As mentioned above, the presentation is pretty good in the sense that the paper is carefully written (I list some typos at the end of this review). In general, one can follow the arguments and understand what is going on.

Some general things that I think could be improved throughout are:

- The many plots have been created with external programs and been then scaled in different ways. This creates a rather inconsistent "look" with some figures containing text that is almost impossibly small to read. The fonts are also wrong.

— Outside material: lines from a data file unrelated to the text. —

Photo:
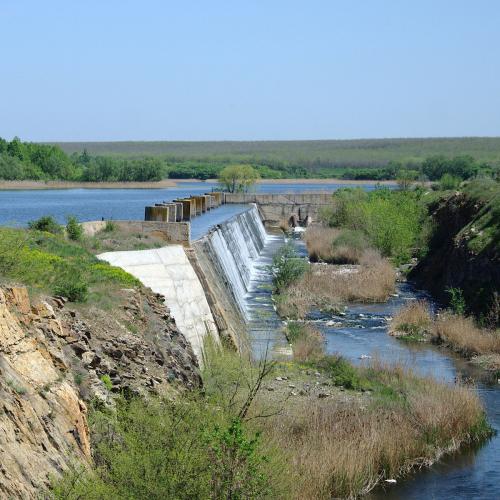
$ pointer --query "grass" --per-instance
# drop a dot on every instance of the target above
(462, 334)
(343, 448)
(50, 263)
(321, 154)
(285, 447)
(324, 286)
(412, 322)
(334, 246)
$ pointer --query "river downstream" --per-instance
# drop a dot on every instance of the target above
(471, 473)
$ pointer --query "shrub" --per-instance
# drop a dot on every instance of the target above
(110, 226)
(287, 267)
(391, 220)
(73, 229)
(373, 281)
(106, 380)
(457, 300)
(462, 334)
(412, 320)
(449, 181)
(46, 223)
(75, 289)
(163, 449)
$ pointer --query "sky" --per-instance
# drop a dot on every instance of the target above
(106, 70)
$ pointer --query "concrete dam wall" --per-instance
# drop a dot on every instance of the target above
(204, 286)
(168, 271)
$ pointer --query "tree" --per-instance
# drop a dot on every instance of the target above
(238, 178)
(406, 178)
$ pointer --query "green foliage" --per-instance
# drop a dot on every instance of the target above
(391, 220)
(287, 267)
(352, 239)
(73, 229)
(238, 178)
(457, 300)
(162, 449)
(449, 181)
(105, 272)
(110, 226)
(342, 372)
(51, 263)
(47, 224)
(462, 167)
(18, 389)
(106, 380)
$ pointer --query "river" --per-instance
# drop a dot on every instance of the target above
(471, 473)
(19, 207)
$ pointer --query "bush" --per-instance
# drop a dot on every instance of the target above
(73, 229)
(110, 226)
(287, 267)
(46, 223)
(391, 220)
(162, 449)
(449, 181)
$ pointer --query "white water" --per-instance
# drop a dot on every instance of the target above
(236, 245)
(242, 252)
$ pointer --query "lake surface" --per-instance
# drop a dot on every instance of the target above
(19, 207)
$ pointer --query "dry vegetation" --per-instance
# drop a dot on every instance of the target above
(325, 286)
(462, 334)
(342, 445)
(413, 320)
(335, 246)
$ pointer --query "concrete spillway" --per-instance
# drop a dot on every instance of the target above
(234, 247)
(167, 271)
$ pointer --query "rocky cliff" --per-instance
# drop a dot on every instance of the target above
(55, 359)
(464, 250)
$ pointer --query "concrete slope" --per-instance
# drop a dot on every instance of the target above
(167, 271)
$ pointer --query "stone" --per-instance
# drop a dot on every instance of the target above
(19, 297)
(88, 357)
(43, 309)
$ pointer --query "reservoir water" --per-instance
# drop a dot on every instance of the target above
(473, 473)
(19, 207)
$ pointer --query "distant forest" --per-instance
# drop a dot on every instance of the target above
(377, 159)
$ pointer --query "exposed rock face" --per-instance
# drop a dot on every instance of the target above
(53, 358)
(452, 262)
(43, 422)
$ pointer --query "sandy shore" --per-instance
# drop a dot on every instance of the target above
(303, 181)
(167, 183)
(19, 185)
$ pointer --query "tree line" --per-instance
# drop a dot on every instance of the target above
(29, 161)
(24, 160)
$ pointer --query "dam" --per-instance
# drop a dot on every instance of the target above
(217, 286)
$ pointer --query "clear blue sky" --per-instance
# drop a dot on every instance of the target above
(243, 69)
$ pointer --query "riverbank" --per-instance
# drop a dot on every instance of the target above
(38, 185)
(307, 181)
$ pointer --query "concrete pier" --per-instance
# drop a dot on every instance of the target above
(157, 213)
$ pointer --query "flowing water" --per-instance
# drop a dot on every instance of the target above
(473, 473)
(19, 207)
(245, 257)
(243, 252)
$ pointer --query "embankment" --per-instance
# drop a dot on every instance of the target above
(20, 185)
(464, 251)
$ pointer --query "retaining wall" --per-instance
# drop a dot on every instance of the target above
(171, 232)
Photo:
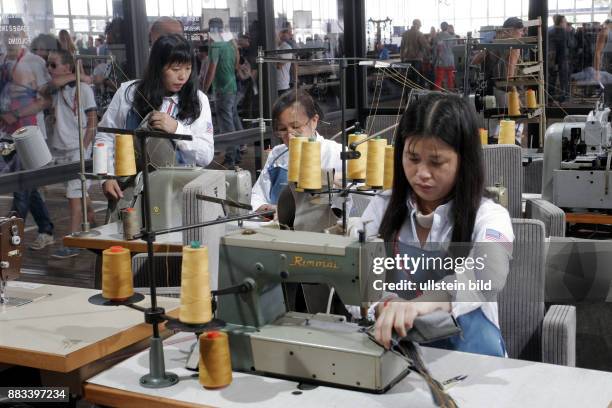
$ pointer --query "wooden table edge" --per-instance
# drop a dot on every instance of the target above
(79, 358)
(113, 397)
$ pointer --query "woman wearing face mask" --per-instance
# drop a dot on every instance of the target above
(293, 114)
(168, 92)
(437, 200)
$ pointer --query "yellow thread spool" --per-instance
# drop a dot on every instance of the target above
(532, 103)
(389, 159)
(215, 362)
(125, 158)
(117, 279)
(506, 132)
(295, 153)
(310, 166)
(196, 305)
(375, 163)
(356, 168)
(514, 104)
(484, 136)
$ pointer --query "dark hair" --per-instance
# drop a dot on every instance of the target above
(291, 97)
(558, 19)
(45, 42)
(452, 120)
(168, 49)
(66, 57)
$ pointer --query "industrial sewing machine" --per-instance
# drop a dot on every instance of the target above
(266, 338)
(577, 159)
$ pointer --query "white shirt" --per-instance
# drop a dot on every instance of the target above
(279, 157)
(201, 129)
(65, 136)
(283, 74)
(490, 218)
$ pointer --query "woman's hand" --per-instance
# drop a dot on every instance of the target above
(111, 190)
(267, 207)
(162, 121)
(399, 315)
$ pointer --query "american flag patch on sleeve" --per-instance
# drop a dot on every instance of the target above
(496, 236)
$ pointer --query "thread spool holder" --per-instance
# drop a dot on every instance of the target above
(154, 315)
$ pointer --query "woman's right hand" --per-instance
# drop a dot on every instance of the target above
(111, 190)
(267, 207)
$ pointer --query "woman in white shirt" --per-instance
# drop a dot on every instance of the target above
(293, 114)
(437, 200)
(168, 92)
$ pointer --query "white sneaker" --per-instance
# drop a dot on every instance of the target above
(42, 240)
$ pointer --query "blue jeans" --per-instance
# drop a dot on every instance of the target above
(30, 200)
(226, 110)
(478, 336)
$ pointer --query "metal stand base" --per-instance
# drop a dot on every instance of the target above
(157, 377)
(90, 233)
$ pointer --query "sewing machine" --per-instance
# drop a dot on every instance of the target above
(266, 338)
(11, 253)
(577, 159)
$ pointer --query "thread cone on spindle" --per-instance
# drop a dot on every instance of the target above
(388, 175)
(484, 136)
(506, 132)
(310, 166)
(196, 306)
(125, 157)
(356, 168)
(295, 154)
(514, 104)
(215, 362)
(117, 279)
(530, 96)
(375, 163)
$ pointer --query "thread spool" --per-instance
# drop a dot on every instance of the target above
(295, 154)
(117, 279)
(125, 157)
(215, 366)
(31, 147)
(375, 164)
(506, 132)
(484, 136)
(389, 159)
(100, 157)
(356, 168)
(514, 104)
(131, 223)
(196, 306)
(310, 166)
(532, 102)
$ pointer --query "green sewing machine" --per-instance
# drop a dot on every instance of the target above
(265, 338)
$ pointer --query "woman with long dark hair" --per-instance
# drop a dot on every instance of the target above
(165, 99)
(437, 202)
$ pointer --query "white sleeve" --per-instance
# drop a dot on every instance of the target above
(202, 131)
(114, 117)
(493, 239)
(260, 194)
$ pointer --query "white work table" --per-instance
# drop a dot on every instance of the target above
(60, 331)
(491, 382)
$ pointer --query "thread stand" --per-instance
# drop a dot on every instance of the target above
(154, 315)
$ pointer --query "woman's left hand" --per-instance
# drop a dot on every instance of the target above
(163, 121)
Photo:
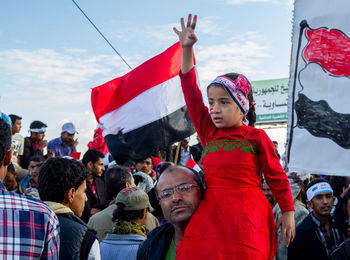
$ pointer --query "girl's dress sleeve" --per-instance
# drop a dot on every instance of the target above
(274, 175)
(197, 110)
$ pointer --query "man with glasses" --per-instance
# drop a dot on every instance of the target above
(179, 191)
(34, 166)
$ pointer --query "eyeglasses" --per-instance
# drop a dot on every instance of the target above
(181, 189)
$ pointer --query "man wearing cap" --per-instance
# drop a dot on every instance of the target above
(130, 227)
(35, 143)
(318, 235)
(179, 191)
(65, 144)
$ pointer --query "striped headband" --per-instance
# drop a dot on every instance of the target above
(318, 188)
(238, 90)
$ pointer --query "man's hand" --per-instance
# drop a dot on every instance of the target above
(42, 144)
(286, 221)
(74, 143)
(186, 36)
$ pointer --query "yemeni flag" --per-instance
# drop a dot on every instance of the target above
(144, 110)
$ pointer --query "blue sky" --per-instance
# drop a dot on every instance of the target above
(51, 57)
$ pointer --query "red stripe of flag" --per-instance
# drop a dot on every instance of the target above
(117, 92)
(329, 48)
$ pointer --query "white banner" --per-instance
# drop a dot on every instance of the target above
(271, 100)
(319, 89)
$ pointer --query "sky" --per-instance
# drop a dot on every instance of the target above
(51, 56)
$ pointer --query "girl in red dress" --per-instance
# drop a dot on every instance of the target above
(234, 220)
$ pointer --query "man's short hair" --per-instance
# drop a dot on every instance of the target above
(314, 181)
(37, 125)
(57, 175)
(197, 176)
(92, 155)
(14, 118)
(36, 158)
(11, 168)
(116, 179)
(5, 138)
(142, 159)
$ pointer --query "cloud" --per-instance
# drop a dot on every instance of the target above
(54, 86)
(243, 55)
(238, 2)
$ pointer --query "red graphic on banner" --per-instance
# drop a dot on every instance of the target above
(329, 48)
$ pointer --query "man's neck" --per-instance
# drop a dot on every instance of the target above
(323, 219)
(179, 233)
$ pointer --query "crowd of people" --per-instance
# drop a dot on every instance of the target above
(226, 197)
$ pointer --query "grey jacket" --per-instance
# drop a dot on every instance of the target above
(115, 246)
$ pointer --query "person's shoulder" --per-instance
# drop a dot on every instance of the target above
(54, 141)
(105, 214)
(306, 225)
(23, 204)
(161, 231)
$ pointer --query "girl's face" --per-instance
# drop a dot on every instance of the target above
(223, 110)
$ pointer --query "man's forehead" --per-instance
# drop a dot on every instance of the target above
(175, 177)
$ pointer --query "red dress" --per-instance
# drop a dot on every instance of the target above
(234, 220)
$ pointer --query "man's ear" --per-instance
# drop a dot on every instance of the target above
(309, 203)
(144, 214)
(7, 158)
(89, 165)
(69, 196)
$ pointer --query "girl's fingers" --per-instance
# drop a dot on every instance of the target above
(176, 31)
(283, 233)
(189, 20)
(182, 23)
(193, 25)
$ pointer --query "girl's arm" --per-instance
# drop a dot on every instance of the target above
(197, 110)
(278, 182)
(187, 40)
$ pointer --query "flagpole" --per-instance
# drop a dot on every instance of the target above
(177, 152)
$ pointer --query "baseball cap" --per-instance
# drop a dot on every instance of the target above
(37, 127)
(134, 199)
(69, 128)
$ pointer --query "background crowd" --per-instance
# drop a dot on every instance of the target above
(92, 208)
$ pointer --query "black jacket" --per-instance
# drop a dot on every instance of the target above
(307, 244)
(342, 252)
(76, 238)
(157, 243)
(28, 151)
(92, 201)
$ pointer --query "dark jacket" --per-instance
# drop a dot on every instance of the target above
(76, 237)
(307, 243)
(28, 151)
(92, 201)
(342, 252)
(157, 243)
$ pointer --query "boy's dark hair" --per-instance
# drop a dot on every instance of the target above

Well, I guess this is what most people do, but a bit more effort here might be nice.

- More importantly regarding the figures, I am not a fan of 3D plots since it is hard infer any actual datapoints from the 2D rendering. For instance, in Figure 1, anyone would be hard-pressed to say what is, in the the lower left plot, the NC value for 50% substitutions and 256 blocks. Something between 0.6 and 0.8, I guess. I know that these 3d plots "look fancy", but I the great statistician Edward Tufte would call them junk charts, I guess. At the very least, avoid the totally unnecessary extra rotation by 10 degrees that ensures that not a single axis is horizontal or vertical (which would at least make it possible to draw some inferences from the plot). In general, in visualising data, perspectives are evil and should be avoided whenever possible.

- Regarding the program code, please consider a serious overhaul of the presentation. The code is now a very weird mixture of C++ and pseudo-code. Stuff like "for (i=ruleMatrix.begin(); i \neq rulematrix.end(); ++i)" will be understandable only to someone fluent in C++ (like me...), but anyone else will have a hard time. It seems that the code has been copied directly from the code with even the abbreviated source code variable names being copied. Having programmed at least a million lines of code in my life, I can sympathise that one names a variable mrkvTable rather than Markov_table or tmMerge rather than Turing_Maschine_merge, but these abbreviations do not belong in a paper. Neither do C++ idioms like begin / end iterator stuff.


As a small final remark, while the introduction is nicely written, the beginning is what is known as an "Adam and Eve" beginning, tracing routes back to the earliest writing systems - I would not have been surprised to have the bible mentioned there. I suggest starting with Shannon...

 


3. Scientific contribution

Unfortunately, despite the nice presentation and the amount of work that has undoubtedly gone into this paper, I feel that the scientific contribution is somewhat meagre. While in the previous version of this paper I did not even see what the contribution was supposed to be, this is now clear - but now I sadly feel the contribution is small.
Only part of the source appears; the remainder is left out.